The arm, for chrissake. It was cut off. It was hamburger. Anybody who wasn’t Bob would have brushed the snow from Katherine’s face.
“Wolves may have torn her apart,” Anna said in a tone she considered reasonable. “We don’t know what killed her. I need you to stop that.”
He looked up at her desperate or dangerous or scared. Anna didn’t think it was grief.
He was digging up her arm. Her fucking arm. Anna was having trouble getting past that.
“Another front is coming in,” Ridley said. “We’re going to lose the light in an hour or so.”
Another dark and stormy night. Anna was getting that clock-striking-midnight-as-the-power-goes-out feeling again. “Whatever we miss won’t be here tomorrow,” she said. “It’ll be somebody’s dinner.”
Robin took up photographic duties. The constant flash became a freakish punctuation to the finds, the pieces of what had once been a young woman.
A young woman murdered by her first love, the wolf; when the snow was swept from the body, it became clear she had been killed by a wolf or wolves. Her throat was torn out, her head connected to her body only by her spine. The damage was fierce but incomplete. The body had not been eviscerated, the face was intact, the coat, though badly torn, was not stripped from the meat.

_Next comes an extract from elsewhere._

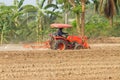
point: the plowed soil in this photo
(101, 62)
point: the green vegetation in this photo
(29, 23)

“Odd,” Anna said, and: “Wolf.”
“Wog,” Ridley said.
“It was a pack of wolves,” Bob said, his voice as plummy and certain as if he were reporting the six o’clock news.
“If it was wolves – natural wolves, pure wolves – it’s the first time in recorded history it’s happened in America,” Ridley said. “What’s your take on this, Menechinn? If it was wolves, do you get to open the island year-round so Homeland Security can arm all the parkies and, between creel checks and wake-in-no-wake-zone citations, Ranger Rick can save us from the Canadians?”
Ridley asked as if it were a real question, as if he cared about Bob’s answer.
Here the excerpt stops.